Read more: I still need my big kid to believe in Santa>
Let me be clear: Kids will believe in Santa for as long as they want. Even my kids, who have no reason to believe in Santa, thought he was real for a little while. But inevitably, in the spirit of Occam’s razor, they realized that Santa wasn’t avoiding them because they were bad, or because they were Jewish—it was because the jolly old guy wasn’t real. But don’t worry, we’ve had many conversations where I remind them not to tell their friends the truth about Santa. I can see how much it hurts the rest of you when your kids stop believing.

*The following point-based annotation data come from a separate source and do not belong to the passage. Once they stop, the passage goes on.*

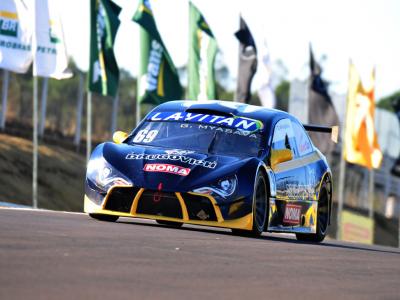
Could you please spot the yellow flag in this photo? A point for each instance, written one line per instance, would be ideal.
(361, 142)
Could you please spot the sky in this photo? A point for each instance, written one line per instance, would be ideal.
(367, 32)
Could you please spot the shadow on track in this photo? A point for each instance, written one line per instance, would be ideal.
(266, 236)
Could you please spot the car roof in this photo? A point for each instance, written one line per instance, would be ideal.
(267, 116)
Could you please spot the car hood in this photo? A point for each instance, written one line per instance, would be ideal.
(145, 166)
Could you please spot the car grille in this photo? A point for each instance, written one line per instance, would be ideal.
(158, 203)
(121, 199)
(199, 207)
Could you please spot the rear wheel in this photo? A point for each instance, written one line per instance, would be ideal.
(322, 217)
(170, 223)
(102, 217)
(260, 208)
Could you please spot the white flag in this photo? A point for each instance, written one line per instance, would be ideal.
(15, 36)
(49, 52)
(266, 92)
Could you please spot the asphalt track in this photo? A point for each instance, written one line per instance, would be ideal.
(54, 255)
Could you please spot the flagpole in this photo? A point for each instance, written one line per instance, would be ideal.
(77, 139)
(371, 189)
(114, 114)
(6, 76)
(35, 143)
(43, 105)
(137, 107)
(89, 126)
(342, 176)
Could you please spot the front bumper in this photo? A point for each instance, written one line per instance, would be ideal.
(190, 208)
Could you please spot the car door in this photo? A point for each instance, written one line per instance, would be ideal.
(310, 158)
(290, 175)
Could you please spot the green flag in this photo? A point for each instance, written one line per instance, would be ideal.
(158, 77)
(103, 69)
(202, 51)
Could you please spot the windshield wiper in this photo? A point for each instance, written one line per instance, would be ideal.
(212, 142)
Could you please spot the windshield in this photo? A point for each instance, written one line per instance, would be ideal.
(198, 137)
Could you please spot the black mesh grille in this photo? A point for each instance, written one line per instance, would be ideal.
(121, 199)
(199, 207)
(159, 204)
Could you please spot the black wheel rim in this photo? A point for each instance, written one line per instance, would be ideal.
(260, 205)
(323, 211)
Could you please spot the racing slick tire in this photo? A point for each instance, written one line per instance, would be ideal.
(102, 217)
(260, 208)
(170, 223)
(322, 216)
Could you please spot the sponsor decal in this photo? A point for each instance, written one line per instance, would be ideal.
(234, 122)
(174, 157)
(167, 168)
(292, 214)
(223, 130)
(178, 151)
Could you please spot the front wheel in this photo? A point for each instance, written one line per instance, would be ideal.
(322, 217)
(102, 217)
(260, 208)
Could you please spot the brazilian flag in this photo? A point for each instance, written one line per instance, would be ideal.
(158, 77)
(103, 69)
(202, 51)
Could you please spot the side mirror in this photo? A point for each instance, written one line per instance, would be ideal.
(119, 137)
(279, 156)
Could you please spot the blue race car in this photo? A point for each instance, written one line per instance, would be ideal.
(214, 163)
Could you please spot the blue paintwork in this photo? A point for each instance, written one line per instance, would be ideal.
(244, 168)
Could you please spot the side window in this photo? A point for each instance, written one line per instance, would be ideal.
(284, 137)
(303, 142)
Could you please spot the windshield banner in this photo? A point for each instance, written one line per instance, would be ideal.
(231, 121)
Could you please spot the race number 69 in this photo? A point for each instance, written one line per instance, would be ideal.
(145, 136)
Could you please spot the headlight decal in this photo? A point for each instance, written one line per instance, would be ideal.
(224, 187)
(104, 176)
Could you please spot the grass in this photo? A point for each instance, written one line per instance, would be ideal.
(61, 175)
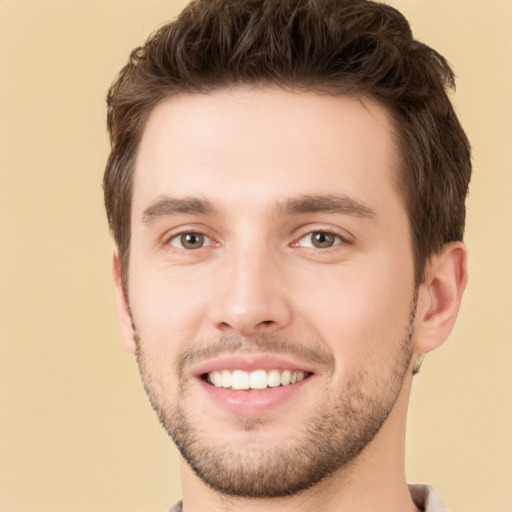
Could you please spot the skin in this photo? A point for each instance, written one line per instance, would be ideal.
(251, 155)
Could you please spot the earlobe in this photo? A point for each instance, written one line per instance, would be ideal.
(440, 297)
(123, 310)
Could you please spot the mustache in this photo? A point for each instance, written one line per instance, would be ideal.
(266, 342)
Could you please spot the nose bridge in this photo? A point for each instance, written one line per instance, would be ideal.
(252, 297)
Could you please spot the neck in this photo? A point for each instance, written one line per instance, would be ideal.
(374, 481)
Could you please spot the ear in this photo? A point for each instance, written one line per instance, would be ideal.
(440, 296)
(123, 309)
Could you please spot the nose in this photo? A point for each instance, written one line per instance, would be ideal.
(252, 297)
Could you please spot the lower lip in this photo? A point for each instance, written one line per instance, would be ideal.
(253, 401)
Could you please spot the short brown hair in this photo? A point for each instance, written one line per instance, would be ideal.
(355, 47)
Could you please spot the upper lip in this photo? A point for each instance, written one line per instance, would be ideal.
(252, 362)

But there is something about this insistence on the idea that kids need the magic of Christmas or their childhoods will be full of empty memories that hurts a little. My kids don’t have that, and they’re fine. At one point in their lives they believed their stuffies protected them while they slept, they thought the events in Star Wars actually happened and they believed The Wiggles really are a multi-talented family. They, too, have lived in the world of fantasy, and they transitioned through the sad moments when they don’t get their own personal Velveteen Rabbit.
They love the holidays too, just as your kids do. They may not believe in the miracle of Hanukkah, but they do believe in the power of family and shared memories. They enjoy Christmas TV specials and Christmas cookies. They aren’t offended if someone starts to wish them Merry Christmas, but they don’t understand why sometimes people stutter and leave the phrase dangling incomplete in the air because they aren’t quite sure if we will be offended.
I understand the desire to make the holiday season a buffer against the onslaught of cynicism we see in the news each day. I also want my kids to be innocent and have a childlike belief in magic. And I guess the Elf on the Shelf helps with that. But I’m telling you, it’s still a little creepy.